View on GitHub

CS376

Operating Systems

Helpful Debugging Tools: gdb and Valgrind

Using gdb to Step Through your Code

Consider the following corrected sample program that calculates the sum of two numbers (with a bug in the code):

#include <stdio.h>

int add(int a, int b) {
    return a - b;
}

int main() {
    int a = 5;
    int b = 10;
    int result = add(a, b);
    printf("The sum of %d and %d is %d\n", a, b, result);
    return 0;
}

Let’s walk through the step-by-step debugging process using GDB:

Step 1: Compile the program with debugging symbols.

gcc -g -o sum sum.c

Step 2: Launch GDB.

gdb ./sum

Step 3: Set breakpoints.

Set a breakpoint at the beginning of the main function.

break main

Step 4: Run the program.

run

Step 5: Start stepping through the program.

Once the program hits the breakpoint, you can start stepping through the code to identify the bug.

Step 6: Examine variables and print their values.

While stepping through the code, you can use the print command (abbreviated as p) to print the value of a variable.

print a
print b

Step 7: Identify and fix the bug.

In this example, let’s assume there’s a bug in the add function, where instead of adding the numbers, it subtracts them. We will identify and fix this bug using GDB.

Here, you will see that the values of a and b are 5 and 10, respectively.

Step 8: Set a watchpoint.

You can set a watchpoint on a variable to break whenever its value changes. In this example, let’s set a watchpoint on the variable result.

watch result

Step 9: Continue stepping through the program.

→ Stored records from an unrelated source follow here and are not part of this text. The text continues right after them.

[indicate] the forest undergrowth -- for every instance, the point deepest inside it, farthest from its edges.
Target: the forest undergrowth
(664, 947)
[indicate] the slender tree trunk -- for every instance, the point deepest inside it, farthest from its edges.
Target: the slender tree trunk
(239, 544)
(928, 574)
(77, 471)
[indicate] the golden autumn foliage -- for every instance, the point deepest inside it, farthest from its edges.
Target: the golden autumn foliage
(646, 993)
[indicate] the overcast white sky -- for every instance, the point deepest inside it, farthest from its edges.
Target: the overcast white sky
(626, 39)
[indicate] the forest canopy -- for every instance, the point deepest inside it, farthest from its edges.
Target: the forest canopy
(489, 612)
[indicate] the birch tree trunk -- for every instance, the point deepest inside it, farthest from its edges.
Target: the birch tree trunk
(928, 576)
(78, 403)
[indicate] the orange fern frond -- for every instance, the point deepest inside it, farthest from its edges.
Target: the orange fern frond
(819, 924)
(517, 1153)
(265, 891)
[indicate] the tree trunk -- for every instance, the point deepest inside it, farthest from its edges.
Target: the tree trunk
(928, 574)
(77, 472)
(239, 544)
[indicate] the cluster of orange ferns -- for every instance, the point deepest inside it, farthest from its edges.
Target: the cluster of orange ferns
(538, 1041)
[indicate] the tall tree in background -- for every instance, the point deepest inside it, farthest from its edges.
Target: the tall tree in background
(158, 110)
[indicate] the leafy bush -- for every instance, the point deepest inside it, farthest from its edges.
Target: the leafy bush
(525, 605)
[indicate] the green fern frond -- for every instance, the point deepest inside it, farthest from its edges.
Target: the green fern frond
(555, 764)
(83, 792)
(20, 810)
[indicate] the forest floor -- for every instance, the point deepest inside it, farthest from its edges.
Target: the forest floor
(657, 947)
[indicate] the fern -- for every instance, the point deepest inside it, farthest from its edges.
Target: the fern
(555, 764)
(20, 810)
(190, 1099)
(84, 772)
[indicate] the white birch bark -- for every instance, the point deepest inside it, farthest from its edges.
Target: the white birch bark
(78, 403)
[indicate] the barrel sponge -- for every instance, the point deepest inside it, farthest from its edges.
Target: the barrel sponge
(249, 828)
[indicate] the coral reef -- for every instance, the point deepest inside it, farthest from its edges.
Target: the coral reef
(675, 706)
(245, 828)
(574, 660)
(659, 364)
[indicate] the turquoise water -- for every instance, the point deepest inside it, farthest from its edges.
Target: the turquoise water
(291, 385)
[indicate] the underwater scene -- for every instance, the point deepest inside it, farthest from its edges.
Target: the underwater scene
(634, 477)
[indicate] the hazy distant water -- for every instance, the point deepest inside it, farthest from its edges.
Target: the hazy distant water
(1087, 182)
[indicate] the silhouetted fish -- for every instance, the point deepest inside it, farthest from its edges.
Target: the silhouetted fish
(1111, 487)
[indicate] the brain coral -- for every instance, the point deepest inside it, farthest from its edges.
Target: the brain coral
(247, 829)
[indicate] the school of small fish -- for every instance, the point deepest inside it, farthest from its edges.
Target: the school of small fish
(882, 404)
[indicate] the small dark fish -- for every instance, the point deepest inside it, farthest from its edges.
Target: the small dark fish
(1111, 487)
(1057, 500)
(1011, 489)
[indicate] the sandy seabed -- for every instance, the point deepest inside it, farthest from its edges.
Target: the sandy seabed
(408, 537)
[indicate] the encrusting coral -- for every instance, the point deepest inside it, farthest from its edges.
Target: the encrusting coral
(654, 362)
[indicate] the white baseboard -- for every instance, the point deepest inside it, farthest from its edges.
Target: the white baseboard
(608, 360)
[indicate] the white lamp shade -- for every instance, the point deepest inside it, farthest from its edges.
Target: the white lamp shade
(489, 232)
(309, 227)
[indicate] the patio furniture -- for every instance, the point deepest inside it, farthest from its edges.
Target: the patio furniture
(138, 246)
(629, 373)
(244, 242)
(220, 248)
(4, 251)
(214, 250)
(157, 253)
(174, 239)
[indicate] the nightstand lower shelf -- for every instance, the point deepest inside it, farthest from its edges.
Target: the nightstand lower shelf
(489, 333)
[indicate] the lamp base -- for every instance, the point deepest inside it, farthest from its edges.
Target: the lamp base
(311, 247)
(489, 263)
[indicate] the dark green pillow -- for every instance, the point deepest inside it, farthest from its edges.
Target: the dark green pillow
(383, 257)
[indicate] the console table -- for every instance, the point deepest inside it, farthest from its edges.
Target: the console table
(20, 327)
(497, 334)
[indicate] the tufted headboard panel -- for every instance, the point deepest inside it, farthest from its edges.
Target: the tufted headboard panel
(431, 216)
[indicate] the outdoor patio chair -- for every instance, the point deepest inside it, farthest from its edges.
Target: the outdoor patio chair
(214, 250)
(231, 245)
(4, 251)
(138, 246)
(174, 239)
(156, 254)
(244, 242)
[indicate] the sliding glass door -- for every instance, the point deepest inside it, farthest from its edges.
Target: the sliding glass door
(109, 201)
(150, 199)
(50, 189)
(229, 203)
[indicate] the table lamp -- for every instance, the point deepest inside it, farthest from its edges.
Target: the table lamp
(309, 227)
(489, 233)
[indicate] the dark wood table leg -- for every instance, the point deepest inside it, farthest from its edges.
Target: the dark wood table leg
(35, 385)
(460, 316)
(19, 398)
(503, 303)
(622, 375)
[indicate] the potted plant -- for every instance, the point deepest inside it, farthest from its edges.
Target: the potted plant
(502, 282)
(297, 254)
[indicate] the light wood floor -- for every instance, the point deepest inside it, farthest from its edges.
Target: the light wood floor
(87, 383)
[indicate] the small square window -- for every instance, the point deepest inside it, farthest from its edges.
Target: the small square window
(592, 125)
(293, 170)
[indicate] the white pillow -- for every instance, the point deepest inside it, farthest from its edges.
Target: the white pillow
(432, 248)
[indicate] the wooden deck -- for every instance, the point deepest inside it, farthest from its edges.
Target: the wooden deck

Continue stepping through the program until the watchpoint is triggered. Hit next twice to skip over the printf statement.

next
next

The watchpoint will be triggered when the result variable changes its value.

Step 10: Print the new value of result.

print result

Here, you will see the new value of result after the correction.

Step 11: Continue debugging.

After printing the new value of result, you can tell GDB to continue executing the program until it finishes or hits another breakpoint using the continue command (abbreviated as c).

continue

Generating a Stacktrace for a NULL Pointer Dereference

A null pointer dereference occurs when a program attempts to read or write to memory location 0, which is reserved and signals an uninitialized or invalid pointer. This mistake often leads to a segmentation fault, abruptly terminating the program. Below is a simple C program designed to intentionally cause a null pointer dereference, followed by steps to debug this issue using GDB. Any time you perform a dereference operator (such as *, [], ->), you have to check to make sure the variable pointer is not NULL, otherwise you will segfault with a memory error. Consider the following faulty code example:

#include <stdio.h>

void cause_crash() {
    int *ptr = NULL; // Intentionally set pointer to NULL
    *ptr = 10;       // Attempt to write to a null pointer, causing a segmentation fault
}

int main() {
    cause_crash(); // Call function that causes null pointer dereference
    return 0;
}

Step 1: Compile with Debugging Symbols

Like before, compile the program with the -g option to include debugging information, which GDB can utilize to provide detailed information about the source code during debugging.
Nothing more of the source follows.